Waiting four years for the next election is better than waiting for the king to die.
Of course both Kings and Presidents can be removed during their time in office – but only in very special circumstances.
Louis XIV.
If only this man had spent a third of his budget on women. Sadly he spent it on wars of conquest (lots of wars and very major and nasty wars at that – the idea that wars of the late 17th and early 18th century were gentlemanly does not stand up to close examination).
True he also some nice buildings put up (and yes he had an eye for the ladies – although their cost was a tiny fraction of the total budget), but he was terrible King – both for France and for Europe.
It would have been better if Louis XVIII (who also commanded in battle, inspite of his T.B., – but only when war was forced on him, not out of a lust for conquest) had not had a son.
Have a better idea? And not having women standing in fish ponds handing our scimitars. That’s already been done.
Actually, I’ve been following the story of Cornet Harry Wales with some interest.
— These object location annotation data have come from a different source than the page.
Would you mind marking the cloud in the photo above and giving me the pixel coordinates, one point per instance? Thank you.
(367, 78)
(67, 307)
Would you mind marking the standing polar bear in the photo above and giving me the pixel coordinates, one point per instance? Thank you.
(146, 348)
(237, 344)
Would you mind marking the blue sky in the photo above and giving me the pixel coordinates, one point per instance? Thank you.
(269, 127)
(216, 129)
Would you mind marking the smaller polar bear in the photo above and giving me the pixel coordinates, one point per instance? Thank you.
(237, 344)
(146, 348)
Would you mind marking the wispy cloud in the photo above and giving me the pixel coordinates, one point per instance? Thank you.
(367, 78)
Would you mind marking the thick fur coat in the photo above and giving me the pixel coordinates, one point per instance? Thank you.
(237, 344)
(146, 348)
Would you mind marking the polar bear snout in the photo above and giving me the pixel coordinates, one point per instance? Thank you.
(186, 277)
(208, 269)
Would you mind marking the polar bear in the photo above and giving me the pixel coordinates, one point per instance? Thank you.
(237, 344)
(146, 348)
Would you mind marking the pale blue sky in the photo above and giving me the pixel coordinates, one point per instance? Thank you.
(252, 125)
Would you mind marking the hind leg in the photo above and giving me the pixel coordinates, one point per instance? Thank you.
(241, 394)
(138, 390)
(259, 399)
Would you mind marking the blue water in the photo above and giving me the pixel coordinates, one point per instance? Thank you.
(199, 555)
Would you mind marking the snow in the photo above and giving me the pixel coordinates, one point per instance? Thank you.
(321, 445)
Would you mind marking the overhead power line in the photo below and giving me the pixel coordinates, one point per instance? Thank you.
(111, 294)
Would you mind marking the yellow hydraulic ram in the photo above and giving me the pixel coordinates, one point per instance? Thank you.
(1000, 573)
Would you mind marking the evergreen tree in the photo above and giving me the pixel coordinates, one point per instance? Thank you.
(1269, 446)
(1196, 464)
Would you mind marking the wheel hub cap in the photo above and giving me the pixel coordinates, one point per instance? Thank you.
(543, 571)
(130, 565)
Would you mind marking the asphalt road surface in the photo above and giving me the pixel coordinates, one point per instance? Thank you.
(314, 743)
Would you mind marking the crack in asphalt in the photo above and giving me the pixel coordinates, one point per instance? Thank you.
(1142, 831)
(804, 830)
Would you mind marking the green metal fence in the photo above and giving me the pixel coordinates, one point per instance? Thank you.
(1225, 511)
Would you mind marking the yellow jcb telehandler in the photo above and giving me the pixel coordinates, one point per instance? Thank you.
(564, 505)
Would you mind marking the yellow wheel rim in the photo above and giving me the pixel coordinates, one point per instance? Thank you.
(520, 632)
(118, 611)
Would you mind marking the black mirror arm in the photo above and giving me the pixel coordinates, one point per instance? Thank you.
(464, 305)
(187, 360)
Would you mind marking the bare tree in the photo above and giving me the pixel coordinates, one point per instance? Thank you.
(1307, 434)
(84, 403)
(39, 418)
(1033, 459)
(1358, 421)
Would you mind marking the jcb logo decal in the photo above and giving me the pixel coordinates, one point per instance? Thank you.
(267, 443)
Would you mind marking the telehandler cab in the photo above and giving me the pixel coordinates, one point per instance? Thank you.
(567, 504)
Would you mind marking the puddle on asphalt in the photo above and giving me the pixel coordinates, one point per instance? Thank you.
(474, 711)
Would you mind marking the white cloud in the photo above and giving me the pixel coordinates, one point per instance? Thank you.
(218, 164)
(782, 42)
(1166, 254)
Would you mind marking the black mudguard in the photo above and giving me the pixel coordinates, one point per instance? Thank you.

Are you guys ready for another Richard the Lion-Hearted?
Royalty is the circus.
The bread has also been doctored.
Of course I meant Louis XIII – why I typed Louis XVIII, I do not know.
Can’t see any Tory party (regardless of leadership) allowing a ban on fox hunting to pass into law.
Otherwise, Paul, your thesis is largely (and sadly) true.
‘New Labour’ – did you think they weren’t old socialists? Well, more laws, more State, more surveillance, more taxes, more bans should teach you.
Listen as politicians pledge themselves to a leader we never chose, to a ‘party’ with less than 200,000 members … oh, and us. They have talked to us on doorsteps, they say, and (surprise!) ‘we’ agree with them.
When a politician, a prime minister, says that he’s listened to the people, how shall we get him to prove it? Elections? Referenda? …would be nice.
Government from a Downing St. sofa at least has room for two or three if you’re cosy. If it becomes a chair, there’s only room for a puppet on the president’s knee.
The distance from the Crown increases the nearness to the presidency.